Le autostrade del mare, tra rispetto dell’ambiente e il ricordo degli antichi romani

Tempo d’estate, tempo di viaggi, ma soprattutto tempo di Mediterraneo, nell’azzurro delle onde che abbiamo sognato tutto l’anno. Abbiamo aspettato il tempo dell’afa e del sole bruciante, per quei giorni in cui avremmo potuto rinfrescarci con un tuffo tra i pesci. E dopo averlo visto in cartolina e magari nei nostri sogni, ecco che arriva il suo momento: proprio ora che le autostrade si riempiono e le code diventano chilometriche.
Non si tratta però solo delle grandi vie di asfalto, su cui cuociono a fuoco lento gli automobilisti mentre agognano la spiaggia. Ce ne sono delle altre, che sono percorse spesso anche durante tutte le stagioni. Sono invisibili ad occhio nudo e dove passano non lasciano un segno indelebile come le autostrade a cui pensiamo di solito. Sono le autostrade del mare, grandi sentieri che le compagnie di navigazione seguono per trasportare uomini e merci.
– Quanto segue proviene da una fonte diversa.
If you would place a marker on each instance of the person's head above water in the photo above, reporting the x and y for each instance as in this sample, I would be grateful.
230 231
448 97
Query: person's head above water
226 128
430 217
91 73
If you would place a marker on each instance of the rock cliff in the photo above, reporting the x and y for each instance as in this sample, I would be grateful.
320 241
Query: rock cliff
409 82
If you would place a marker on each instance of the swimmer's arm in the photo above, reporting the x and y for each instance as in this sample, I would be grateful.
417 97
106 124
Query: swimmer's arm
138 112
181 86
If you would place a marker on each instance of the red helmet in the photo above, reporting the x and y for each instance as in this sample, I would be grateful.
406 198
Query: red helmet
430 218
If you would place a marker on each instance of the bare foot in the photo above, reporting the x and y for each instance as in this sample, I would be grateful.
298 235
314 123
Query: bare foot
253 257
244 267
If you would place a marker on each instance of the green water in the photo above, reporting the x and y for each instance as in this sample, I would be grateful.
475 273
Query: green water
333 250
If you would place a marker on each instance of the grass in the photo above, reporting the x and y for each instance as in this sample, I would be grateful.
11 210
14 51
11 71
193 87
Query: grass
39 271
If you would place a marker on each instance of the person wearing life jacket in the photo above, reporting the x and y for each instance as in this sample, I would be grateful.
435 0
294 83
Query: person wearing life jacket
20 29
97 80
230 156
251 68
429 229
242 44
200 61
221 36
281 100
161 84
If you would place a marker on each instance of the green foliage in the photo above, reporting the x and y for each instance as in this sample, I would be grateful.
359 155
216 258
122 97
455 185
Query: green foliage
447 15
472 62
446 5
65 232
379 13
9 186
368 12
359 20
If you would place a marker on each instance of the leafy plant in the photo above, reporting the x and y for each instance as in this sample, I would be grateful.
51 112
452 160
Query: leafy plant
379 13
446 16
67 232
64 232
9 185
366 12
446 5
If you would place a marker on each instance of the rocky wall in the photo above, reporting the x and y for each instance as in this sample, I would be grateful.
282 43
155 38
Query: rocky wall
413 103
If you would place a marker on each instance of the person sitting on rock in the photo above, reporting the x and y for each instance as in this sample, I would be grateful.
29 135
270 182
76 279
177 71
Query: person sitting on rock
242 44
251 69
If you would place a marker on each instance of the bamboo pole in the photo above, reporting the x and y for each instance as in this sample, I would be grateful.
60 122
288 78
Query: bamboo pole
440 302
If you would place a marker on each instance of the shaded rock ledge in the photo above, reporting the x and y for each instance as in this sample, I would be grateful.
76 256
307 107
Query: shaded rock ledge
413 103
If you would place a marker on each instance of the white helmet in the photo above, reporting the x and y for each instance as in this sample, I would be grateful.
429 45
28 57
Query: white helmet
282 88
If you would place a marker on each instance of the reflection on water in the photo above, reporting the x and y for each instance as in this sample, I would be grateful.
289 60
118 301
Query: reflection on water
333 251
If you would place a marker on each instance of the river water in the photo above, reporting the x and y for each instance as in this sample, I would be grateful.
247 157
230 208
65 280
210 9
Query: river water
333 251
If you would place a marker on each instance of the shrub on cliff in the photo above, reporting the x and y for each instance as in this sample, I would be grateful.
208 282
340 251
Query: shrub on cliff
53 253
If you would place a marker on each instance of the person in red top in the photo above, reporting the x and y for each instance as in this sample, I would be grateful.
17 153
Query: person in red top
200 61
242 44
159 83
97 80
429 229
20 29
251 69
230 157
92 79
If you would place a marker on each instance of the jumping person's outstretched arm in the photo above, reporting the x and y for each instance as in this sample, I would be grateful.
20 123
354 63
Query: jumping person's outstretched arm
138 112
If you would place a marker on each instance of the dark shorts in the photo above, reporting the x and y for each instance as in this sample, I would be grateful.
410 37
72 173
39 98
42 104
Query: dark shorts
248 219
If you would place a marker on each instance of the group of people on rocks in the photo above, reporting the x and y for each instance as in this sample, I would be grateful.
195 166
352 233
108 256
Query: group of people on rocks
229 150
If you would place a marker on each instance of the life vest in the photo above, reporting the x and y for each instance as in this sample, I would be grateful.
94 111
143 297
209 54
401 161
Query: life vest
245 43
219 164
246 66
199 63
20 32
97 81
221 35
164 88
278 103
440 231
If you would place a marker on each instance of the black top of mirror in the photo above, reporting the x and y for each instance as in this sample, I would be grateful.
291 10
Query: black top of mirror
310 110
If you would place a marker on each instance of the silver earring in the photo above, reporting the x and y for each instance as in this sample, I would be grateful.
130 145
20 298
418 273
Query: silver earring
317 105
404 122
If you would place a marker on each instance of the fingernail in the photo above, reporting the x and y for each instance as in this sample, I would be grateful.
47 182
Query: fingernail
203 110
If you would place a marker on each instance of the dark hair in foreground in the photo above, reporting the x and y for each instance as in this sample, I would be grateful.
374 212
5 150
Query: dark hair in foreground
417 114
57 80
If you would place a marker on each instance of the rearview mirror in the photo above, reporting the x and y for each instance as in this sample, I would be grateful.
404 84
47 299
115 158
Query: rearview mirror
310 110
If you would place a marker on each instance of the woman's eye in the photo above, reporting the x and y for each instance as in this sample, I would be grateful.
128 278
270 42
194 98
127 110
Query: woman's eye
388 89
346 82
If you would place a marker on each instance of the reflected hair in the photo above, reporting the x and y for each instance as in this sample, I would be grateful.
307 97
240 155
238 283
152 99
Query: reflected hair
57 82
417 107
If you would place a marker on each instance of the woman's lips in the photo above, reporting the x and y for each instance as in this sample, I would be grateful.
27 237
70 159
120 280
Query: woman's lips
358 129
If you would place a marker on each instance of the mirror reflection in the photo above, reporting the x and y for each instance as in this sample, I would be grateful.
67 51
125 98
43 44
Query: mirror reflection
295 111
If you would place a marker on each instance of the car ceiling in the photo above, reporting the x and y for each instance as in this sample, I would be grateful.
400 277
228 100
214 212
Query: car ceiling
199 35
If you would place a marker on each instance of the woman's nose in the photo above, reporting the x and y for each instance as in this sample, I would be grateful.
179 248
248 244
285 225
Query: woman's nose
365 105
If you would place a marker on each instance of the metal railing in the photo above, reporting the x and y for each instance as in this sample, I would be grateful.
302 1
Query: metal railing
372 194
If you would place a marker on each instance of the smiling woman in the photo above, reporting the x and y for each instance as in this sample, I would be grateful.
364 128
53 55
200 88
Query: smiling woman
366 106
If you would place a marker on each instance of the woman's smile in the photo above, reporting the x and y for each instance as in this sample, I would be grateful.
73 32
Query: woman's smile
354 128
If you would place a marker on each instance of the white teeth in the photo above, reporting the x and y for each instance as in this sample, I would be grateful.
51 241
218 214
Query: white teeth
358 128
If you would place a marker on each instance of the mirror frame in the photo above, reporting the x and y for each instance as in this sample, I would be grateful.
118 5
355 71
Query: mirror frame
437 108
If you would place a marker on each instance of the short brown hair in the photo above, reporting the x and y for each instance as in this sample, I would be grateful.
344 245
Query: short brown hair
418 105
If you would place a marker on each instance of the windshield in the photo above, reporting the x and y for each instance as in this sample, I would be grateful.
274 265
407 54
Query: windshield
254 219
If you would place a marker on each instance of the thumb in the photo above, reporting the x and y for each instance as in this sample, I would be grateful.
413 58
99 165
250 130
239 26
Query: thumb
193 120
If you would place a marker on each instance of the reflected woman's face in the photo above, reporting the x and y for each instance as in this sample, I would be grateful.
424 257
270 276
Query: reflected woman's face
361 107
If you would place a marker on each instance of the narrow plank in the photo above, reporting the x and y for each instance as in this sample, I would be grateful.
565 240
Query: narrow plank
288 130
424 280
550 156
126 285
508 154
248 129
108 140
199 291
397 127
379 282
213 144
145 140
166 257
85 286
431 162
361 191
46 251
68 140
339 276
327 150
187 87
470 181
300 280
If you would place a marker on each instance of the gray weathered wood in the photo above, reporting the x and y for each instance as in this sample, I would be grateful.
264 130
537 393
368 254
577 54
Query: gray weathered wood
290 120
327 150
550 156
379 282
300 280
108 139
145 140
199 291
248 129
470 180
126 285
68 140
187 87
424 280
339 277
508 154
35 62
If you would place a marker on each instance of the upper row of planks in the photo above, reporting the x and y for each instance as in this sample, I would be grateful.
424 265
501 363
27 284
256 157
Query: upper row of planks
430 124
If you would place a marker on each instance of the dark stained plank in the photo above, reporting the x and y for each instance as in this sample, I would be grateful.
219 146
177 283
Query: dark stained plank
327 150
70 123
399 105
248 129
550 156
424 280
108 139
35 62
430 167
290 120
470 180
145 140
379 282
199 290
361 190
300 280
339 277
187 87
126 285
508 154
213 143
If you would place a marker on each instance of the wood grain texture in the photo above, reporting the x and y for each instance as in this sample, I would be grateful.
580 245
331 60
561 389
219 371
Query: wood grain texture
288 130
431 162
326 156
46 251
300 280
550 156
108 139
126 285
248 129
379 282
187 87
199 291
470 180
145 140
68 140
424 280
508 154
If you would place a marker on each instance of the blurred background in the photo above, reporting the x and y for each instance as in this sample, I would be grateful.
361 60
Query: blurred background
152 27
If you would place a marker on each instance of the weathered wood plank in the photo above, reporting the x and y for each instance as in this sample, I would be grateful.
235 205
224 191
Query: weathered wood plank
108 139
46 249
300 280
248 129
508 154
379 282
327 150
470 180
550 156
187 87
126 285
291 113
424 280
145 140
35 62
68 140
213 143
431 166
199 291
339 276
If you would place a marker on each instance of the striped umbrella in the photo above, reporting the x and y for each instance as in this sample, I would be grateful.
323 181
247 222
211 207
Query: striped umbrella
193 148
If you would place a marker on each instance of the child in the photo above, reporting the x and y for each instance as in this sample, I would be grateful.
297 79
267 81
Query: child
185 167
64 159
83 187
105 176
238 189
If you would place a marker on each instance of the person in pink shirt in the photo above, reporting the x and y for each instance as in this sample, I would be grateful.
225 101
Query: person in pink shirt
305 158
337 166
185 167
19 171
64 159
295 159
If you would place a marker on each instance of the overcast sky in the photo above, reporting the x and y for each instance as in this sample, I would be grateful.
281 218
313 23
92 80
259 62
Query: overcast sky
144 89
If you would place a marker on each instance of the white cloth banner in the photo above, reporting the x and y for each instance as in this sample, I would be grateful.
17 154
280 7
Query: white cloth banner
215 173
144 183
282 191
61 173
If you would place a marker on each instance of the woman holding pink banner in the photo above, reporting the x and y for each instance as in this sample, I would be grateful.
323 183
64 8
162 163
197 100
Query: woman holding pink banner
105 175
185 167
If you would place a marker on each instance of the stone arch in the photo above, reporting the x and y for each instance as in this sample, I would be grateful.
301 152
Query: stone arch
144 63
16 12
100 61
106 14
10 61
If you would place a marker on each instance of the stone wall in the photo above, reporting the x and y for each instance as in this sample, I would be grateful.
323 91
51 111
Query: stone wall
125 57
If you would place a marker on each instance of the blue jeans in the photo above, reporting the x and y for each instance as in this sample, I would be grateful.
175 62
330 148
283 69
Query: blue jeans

Le linee tracciate dalle prue che solcano il Mediterraneo sono innumerevoli: sono migliaia di anni che gli uomini le seguono e ne inventano di nuove. Si sono affidati a questo metodo di trasporto i nostri progenitori romani, che consideravano “mare nostrum” lo specchio d’acqua che divide l’Europa dall’Africa. Il nostro mare, su cui avevano imparato a navigare per combattere prima gli etruschi e i greci, poi i cartaginesi e tutti gli altri popoli che si opponevano alla forza delle legioni. Di vittoria in vittoria le navi avevano iniziato a trasportare tonnellate di merci provenienti dalle tante province: la storia delle autostrade del mare, si presentava per la prima volta a mettere radici tra le acque del Mediterraneo.
Oggi, dopo le centinaia di anni di sviluppo di trasporti e costruzioni, sembra che si stia tornando alle origini. Dai primi anni 2000 infatti lo stesso governo nazionale italiano ha deciso di tornare a investire sulle autostrade del mare, sia per il traporto di merci che per quello delle persone. Le merci, specialmente per un paese con coste lunghe come il nostro, nei piani dei governanti hanno la precedenza perché l’obiettivo degli incentivi, 240 milioni di euro solo tra il 2007 e il 2009, è liberare vie d’asfalto della penisola. Oppure, se non altro, almeno alleggerire il carico di automezzi pesanti che ne ostruiscono le arterie sfruttando il traporto marittimo.
Già ora i numeri delle autostrade del mare sono considerevoli, visto che vengono percorse da 1,5 milioni di automezzi all’anno. Un bel numero di tir, camion e rimorchi in meno per la strada. E secondo le stime governative, un danno minore all’ambiente, in termini di inquinamento, e un limite ulteriore agli incidenti stradali, di cui spesso i mezzi pesanti sono protagonisti. Così si ritorna alle origini a guardare al “mare nostrum”.
Più mare per tanti motivi dunque, non solo per la tintarella, ed è fondamentale ritornare a considerarlo importante anche per il  rispetto dell’ambiente in cui viviamo. Senza contare che salire su una nave, che salpa l’ancora per una meta qualsiasi del Mediterraneo, ha ancora un fascino diverso dagli altri mezzi di trasporto. Non importa se non ci sono più le vele, l’orizzonte in cui appaiono e scompaiono le coste, di cui si può immaginare tutto o semplicemente il tramonto sulle distese blu che ci circondano, non hanno perso affatto lo smalto d’un tempo.
Così come le onde che si infrangono sulle fiancate delle navi, che con la loro scia segnano per qualche ora il tragitto delle autostrade del mare, come i legionari di Scipione sbarcarono in Africa per conquistare Cartagine e trasformarla in provincia, oggi scendiamo al porto di Tunisi, per poi perderci tra le bancarelle e nei resti del passaggio di quegli stessi romani. Tracce che possiamo trovare in qualsiasi Paese che sia affaccia sul Mediterraneo e  che almeno per un po’ quello è stato il “mare nostrum”.